In 1978, the Legislature divested Family Court of original jurisdiction over a certain number of serious, violent offenses by 1) creating a new class of "juvenile offenders" in criminal court (N.Y. Penal § 10.00(18); N.Y. Crim. Proc. § 1.20(42); and 2) narrowing the definition of "juvenile delinquent," essentially, to exclude those who would fall under the category of "juvenile offender." Family Ct Act § 301.2(1). The Court, here, resolved an issue of statutory interpretation arising as a result of some overlap between the offenses ascribed to "juvenile offenders" and those listed as "designated felony acts" under the Family Court Act. Compare N.Y. Penal § 10.00(18) with Family Ct Act § 301.2(8) (amended 1976).

Rejecting the presentment agency's argument that Family Court retains concurrent original jurisdiction over the offenses listed as designated felony acts that also give rise to juvenile offender status (e.g., in this case, first-degree assault), the Court reasoned that, in leaving intact the provisions for disposition of designated felony acts, the Legislature intended that Criminal Court transferees be subject to these provisions upon the removal of their case to Family Court. The overlap, therefore, does not affect jurisdictional matters. Indeed, the Court delineated the limitations made by the 1978 amendments -- they divested Family Court of jurisdiction when a juvenile is criminally responsible as an adult.

Unanswered Questions

Although the Court allows for transfer of a case to Family Court "in the interest of justice," the Court declined to set forth any guidelines, limitations, or criteria that would allow such a transfer. Also, it is unclear whether the criminal court would have been successful if it had attempted transfer of this case to Family Court.

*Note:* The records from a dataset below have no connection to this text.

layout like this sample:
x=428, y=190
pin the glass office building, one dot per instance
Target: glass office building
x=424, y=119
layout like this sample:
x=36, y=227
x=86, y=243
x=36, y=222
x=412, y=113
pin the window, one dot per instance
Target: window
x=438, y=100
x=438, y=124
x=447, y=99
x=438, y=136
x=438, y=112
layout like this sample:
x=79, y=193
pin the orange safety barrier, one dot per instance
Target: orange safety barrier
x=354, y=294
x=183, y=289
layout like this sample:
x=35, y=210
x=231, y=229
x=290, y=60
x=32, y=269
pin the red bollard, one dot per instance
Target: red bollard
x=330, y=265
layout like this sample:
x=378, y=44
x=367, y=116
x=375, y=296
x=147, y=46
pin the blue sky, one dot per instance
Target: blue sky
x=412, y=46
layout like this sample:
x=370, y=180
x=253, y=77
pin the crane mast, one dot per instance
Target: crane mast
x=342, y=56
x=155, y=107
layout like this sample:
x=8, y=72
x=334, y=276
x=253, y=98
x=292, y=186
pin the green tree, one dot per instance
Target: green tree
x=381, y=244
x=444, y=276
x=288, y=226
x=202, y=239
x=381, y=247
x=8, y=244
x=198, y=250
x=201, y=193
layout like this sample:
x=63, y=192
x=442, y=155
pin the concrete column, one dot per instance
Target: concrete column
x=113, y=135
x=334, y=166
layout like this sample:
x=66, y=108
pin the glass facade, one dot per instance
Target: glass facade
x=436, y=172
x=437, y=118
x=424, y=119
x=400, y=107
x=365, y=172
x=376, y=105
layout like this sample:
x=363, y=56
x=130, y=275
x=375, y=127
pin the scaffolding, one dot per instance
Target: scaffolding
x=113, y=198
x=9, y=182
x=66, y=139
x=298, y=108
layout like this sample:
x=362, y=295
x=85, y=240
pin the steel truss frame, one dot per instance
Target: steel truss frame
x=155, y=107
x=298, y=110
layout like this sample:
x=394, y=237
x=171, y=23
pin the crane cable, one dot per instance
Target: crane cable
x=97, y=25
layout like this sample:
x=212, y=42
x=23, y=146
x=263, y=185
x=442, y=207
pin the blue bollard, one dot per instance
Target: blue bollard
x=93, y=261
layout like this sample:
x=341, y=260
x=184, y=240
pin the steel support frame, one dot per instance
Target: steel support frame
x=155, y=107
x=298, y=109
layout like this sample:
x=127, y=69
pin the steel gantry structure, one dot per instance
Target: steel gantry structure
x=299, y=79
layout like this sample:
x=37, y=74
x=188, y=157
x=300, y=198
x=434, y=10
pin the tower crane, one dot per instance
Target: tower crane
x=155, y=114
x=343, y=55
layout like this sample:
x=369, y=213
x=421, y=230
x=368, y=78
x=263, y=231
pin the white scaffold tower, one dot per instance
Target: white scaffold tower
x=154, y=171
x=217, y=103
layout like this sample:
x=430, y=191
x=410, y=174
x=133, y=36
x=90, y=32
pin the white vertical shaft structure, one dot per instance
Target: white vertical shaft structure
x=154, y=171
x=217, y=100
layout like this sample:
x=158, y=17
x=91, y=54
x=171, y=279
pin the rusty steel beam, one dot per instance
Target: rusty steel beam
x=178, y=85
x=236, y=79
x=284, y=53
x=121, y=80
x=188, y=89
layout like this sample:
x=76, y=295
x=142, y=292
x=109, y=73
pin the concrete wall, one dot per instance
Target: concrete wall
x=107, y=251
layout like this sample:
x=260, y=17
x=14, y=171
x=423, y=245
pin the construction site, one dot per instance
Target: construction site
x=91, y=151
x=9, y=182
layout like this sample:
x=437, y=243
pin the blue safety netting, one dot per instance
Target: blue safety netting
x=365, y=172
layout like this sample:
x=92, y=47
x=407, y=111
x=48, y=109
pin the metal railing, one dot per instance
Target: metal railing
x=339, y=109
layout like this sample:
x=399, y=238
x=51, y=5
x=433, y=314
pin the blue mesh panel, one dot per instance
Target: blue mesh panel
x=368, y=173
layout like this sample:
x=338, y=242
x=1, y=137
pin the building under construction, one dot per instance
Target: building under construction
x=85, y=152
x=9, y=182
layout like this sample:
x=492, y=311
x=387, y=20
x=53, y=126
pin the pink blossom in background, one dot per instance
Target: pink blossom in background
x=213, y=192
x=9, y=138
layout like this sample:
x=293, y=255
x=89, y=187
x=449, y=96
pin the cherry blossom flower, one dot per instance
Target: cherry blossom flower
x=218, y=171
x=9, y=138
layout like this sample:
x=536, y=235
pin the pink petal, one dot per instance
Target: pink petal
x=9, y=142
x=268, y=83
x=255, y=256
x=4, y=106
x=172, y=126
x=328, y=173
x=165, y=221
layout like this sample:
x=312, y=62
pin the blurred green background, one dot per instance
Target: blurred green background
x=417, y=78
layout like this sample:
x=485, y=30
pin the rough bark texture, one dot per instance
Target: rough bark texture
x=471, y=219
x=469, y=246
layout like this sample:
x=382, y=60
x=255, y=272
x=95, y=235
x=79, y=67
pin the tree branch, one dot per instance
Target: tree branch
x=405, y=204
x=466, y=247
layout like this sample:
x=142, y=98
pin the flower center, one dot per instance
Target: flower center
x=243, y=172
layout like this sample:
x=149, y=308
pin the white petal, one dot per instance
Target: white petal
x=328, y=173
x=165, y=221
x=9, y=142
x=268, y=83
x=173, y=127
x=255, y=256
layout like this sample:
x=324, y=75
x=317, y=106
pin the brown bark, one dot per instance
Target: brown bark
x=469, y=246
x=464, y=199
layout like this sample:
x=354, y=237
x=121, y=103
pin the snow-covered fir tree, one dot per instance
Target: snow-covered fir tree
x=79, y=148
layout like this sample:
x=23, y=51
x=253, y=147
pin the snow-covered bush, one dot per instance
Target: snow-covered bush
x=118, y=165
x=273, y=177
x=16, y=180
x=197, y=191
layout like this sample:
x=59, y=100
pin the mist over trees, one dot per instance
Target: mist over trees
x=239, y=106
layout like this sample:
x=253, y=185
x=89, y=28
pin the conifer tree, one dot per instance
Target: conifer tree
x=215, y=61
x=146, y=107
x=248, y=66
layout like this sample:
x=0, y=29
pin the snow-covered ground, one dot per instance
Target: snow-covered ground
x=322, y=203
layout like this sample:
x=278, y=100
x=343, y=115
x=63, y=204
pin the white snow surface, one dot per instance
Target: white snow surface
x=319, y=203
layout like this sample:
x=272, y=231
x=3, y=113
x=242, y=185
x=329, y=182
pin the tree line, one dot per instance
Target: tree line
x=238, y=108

Survey of the Law in Other Jurisdictions

The state of New York has chosen to follow what is called a "legislative offense" exclusion in delineating certain offenses committed by juveniles over which the criminal court will have original jurisdiction as opposed to juvenile or family court. The criminal court can then choose, at its discretion, to transfer the case to juvenile court. Other states' practices fall into this same category or go one of two other possible routes: the judicial waiver or the prosecutorial waiver. State ex rel. A.L., 638 A.2d 814, 817-18 (N.J. Super. 1994).

In State v. Wilson, 409 A.2d 226 (Me.1979), the Maine Supreme Judicial Court ruled that the states are free to exclude or include offenses from the jurisdiction of the juvenile court. Similarly, in State v. Angel C., 715 A.2d 652 (Conn. 1998), the Connecticut Supreme Court ruled that a statute that vests jurisdiction in criminal court with a subsequent transfer to juvenile court is constitutionally valid. Vermont also follows this practice. State v. Buelow, 587 A.2d 948 (Vt. 1990) ruled that the court may transfer the proceeding to juvenile court at its discretion. All of these states therefore follow an offense exclusion approach that has been upheld by their courts.

The second possible route is the judicial waiver. In this system the juvenile court has original jurisdiction but may waive it so that the defendants are then tried in criminal court. This must be done following a hearing as laid out in Kent v. United States, 383 US 541 (1966), or else it will violate the defendant's constitutional rights. This system is used in Montana. See State v. Butler, 977 P.2d 1000 (Mont. 1999) (ruling that there must be a hearing prior to filing an information with the district court, id. at 1007). Similarly, Oklahoma uses the judicial waiver. In Sherfield v. State, 511 P.2d 598 (Okl. Cr. 1973), the Court of Criminal Appeals in Oklahoma ruled that this is properly used as long there was a valid hearing with confrontational opportunity (id. at 600).

The third route is the prosecutorial waiver, where the prosecution can decide to try the case in either a juvenile or a criminal court. Georgia's Supreme Court found this practice valid in Bishop v. State, 462 S.E.2d 716 (Ga. 1995), allowing the district attorney to decide whether to bring the case in criminal court.